Firstly I started with PE parsing because we need “.text” section to disassemble.

struct sender {
	int* textBaseAdress; // beginning of the code section
	int size; // size of the code section
	int* entryPoint; // entrypoint is VA so code section is start at 0x1000(baseOfCode) but in raw file it start at 0x400(pointerToRawData)
	int entryOffset; // it will be used in  "broken disassemble" case
	int rawTextoffset; // It usually 0x400 but I will take it
	int architecture; // it will added
};

sender PeParser(char* getFileName)
{

	std::string filename = (string)getFileName;


	HANDLE loadFile = CreateFileA(filename.c_str(), GENERIC_ALL, FILE_SHARE_READ, NULL, OPEN_EXISTING, FILE_ATTRIBUTE_NORMAL, NULL);

	//check handle
	if (loadFile == INVALID_HANDLE_VALUE)
	{
		printf("[!] Failed to get a handle to the file - Error Code (%d)\n", GetLastError());
		printf(" filename -> %s\n", filename);
		CloseHandle(loadFile);
		exit(1);
	}

	DWORD nNumberOfBytesToRead = GetFileSize(loadFile, NULL);
	LPVOID lpBuffer = HeapAlloc(GetProcessHeap(), 0, nNumberOfBytesToRead);

	DWORD lpNumberOfBytesRead = { 0 };
	if (!ReadFile(loadFile, lpBuffer, nNumberOfBytesToRead, &lpNumberOfBytesRead, NULL))
	{
		printf("[!] Failed to read the file - Error Code (%d)\n", GetLastError());
		CloseHandle(loadFile);
		exit(1);
	}
	
	// Now we are parsing readed file
    // lfanew is point to NT header		
	int* peHeader = (int*)lpBuffer + ((int)((PIMAGE_DOS_HEADER)lpBuffer)->e_lfanew) / 4; 
	if (((PIMAGE_NT_HEADERS32)peHeader)->OptionalHeader.Magic != IMAGE_NT_OPTIONAL_HDR32_MAGIC) { 
		cout << "usta biz x86 bakiyoruz\n" << endl; // only for x86 arch
		//senderVar.architecture == 0x64; // It will added
		exit(1);
	}


	PIMAGE_SECTION_HEADER imageSectionHeader = { 0 };
    // After adding whole NT headers size to pe header, we will reach to section headers beginning
	imageSectionHeader = (PIMAGE_SECTION_HEADER)(peHeader + sizeof(IMAGE_NT_HEADERS32) / 4);
    // While first section is ".text", first raw address is ".text"
	DWORD textBegin = imageSectionHeader->PointerToRawData;

	unsigned char* TextSection = (unsigned char*)((int*)lpBuffer + textBegin / 4);

	sender senderVar;
    // get necessary variables to use
    senderVar.textBaseAdress = (int*)TextSection; // beginning of the code section
	senderVar.size = imageSectionHeader->SizeOfRawData; // size of the code section
	senderVar.entryOffset = (((PIMAGE_NT_HEADERS32)peHeader)->OptionalHeader.AddressOfEntryPoint - ((PIMAGE_NT_HEADERS32)peHeader)->OptionalHeader.BaseOfCode + imageSectionHeader->PointerToRawData); // entrypoint is VA so code section is start at 0x1000(baseOfCode) but in raw file it start at 0x400(pointerToRawData)
	senderVar.entryPoint = (int*)((unsigned char*)((int*)lpBuffer + senderVar.entryOffset / 4)); // it will be used in  "broken disassemble" case
	senderVar.rawTextoffset = textBegin; // It usually 0x400 but I will take it

	CloseHandle(loadFile);

	return senderVar;
}

The code above is initial part of this article, so please read comment lines first.
We just get .text section and size but some files can not disassemble with that, so when it happens program will use entrypoint to disassemble.
Now we got entrypoint and code section informations. Next step ->

Getting Hot

After getting text section and size, now we will give it as a parameter to disassembler.

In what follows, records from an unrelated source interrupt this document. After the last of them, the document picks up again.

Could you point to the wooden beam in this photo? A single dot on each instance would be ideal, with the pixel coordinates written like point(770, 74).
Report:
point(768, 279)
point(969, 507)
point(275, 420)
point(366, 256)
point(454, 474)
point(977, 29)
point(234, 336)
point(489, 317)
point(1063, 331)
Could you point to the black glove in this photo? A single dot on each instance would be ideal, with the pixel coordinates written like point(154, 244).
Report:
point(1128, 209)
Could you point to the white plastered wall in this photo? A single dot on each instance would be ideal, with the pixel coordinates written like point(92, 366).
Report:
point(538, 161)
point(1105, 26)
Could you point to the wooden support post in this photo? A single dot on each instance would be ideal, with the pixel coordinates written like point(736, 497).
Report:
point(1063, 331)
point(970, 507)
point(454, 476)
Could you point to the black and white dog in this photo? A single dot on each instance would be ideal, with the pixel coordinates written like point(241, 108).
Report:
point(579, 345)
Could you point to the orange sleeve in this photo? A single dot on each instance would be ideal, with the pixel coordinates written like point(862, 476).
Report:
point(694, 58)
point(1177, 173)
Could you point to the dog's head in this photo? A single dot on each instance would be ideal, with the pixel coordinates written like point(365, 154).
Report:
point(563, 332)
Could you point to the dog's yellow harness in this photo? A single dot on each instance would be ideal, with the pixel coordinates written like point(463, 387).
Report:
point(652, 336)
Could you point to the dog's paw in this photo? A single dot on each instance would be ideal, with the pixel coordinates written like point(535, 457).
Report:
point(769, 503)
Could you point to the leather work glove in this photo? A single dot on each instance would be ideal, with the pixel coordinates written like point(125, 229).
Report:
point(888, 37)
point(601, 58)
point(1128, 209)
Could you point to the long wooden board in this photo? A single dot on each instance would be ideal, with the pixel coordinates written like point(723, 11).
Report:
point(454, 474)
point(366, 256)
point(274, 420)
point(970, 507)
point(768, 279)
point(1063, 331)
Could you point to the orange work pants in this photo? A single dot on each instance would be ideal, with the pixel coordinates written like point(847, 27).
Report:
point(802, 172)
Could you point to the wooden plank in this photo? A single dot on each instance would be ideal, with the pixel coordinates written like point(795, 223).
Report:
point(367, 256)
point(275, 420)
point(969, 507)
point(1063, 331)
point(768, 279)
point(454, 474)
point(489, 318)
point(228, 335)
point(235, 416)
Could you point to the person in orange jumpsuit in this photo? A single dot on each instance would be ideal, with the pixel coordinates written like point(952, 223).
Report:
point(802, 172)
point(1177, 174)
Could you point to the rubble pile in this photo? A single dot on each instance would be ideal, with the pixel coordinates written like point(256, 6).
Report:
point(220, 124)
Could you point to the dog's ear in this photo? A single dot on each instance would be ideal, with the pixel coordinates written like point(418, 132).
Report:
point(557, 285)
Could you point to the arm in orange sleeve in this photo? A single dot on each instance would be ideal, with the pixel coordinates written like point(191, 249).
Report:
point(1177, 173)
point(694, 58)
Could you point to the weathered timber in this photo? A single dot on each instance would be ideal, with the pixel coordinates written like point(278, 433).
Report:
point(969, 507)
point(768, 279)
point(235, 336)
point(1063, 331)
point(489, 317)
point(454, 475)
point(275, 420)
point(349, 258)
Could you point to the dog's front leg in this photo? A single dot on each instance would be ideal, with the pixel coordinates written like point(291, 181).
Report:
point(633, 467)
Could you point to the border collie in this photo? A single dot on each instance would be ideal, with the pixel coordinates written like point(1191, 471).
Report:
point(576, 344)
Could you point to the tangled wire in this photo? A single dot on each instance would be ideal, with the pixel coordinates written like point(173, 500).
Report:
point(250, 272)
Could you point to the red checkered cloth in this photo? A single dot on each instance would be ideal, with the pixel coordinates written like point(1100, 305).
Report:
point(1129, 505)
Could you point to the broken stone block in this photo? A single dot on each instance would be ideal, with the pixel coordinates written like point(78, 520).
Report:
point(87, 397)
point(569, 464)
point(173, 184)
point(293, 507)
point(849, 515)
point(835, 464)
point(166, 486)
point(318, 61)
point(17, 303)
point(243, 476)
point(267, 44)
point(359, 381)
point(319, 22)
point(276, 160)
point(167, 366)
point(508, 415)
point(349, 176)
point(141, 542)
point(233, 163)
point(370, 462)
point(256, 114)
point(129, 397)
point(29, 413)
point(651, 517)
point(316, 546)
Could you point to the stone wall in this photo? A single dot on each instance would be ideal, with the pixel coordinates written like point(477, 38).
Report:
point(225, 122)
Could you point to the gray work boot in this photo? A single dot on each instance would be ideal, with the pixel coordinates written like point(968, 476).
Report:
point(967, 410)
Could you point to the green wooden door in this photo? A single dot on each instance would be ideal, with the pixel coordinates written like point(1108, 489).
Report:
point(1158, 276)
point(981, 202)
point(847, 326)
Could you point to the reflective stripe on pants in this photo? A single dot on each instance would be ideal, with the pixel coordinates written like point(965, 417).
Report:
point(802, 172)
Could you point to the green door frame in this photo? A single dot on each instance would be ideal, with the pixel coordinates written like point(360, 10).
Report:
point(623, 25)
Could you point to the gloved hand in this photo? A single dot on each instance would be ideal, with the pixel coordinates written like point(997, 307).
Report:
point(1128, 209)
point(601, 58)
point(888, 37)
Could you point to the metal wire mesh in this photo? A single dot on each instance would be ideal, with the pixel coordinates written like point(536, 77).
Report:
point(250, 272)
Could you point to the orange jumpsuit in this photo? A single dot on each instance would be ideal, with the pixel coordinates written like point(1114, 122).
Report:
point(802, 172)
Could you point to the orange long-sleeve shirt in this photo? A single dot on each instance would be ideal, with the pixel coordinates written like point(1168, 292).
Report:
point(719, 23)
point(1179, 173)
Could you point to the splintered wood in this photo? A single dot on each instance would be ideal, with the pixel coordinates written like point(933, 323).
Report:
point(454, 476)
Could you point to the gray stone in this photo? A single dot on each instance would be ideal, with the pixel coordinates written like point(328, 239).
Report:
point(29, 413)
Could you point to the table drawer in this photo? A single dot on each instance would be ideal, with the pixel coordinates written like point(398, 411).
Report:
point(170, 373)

ZydisDecoderInit(&decoder, ZYDIS_MACHINE_MODE_LEGACY_32, ZYDIS_STACK_WIDTH_32);

For now, I will do it only for x86 arch, so it arranged as 32 bit.

DisassembleBuffer(&decoder, &data[0], size); // zydis library

Don’t forget values are hexadecimal in here!

Actually this is okay, but I like playing with hex. Let’s print it with hex values.

        for (ZyanUSize i = 0; i < instruction.length; ++i) 
            printf("%02X ", data[i]); // Print opcodes

When you add it to disassemble function, it will print instruction’s hex values it step by step.

This is what we need to catch suitable patterns. It means we can check instructions with their opcodes. Next step ->

Melting

Previous part was just preparation.
Here the thing, we will change “.text” section but we can not change the original code flow and algorithm.
So, how we can do it ?

Firstly, we can not change the file size, it is important!
We have to find the equivalent instructions.
What does it mean? Let me show you an example at the below

Both of them make eax register 0, it seems suitable and really good right ?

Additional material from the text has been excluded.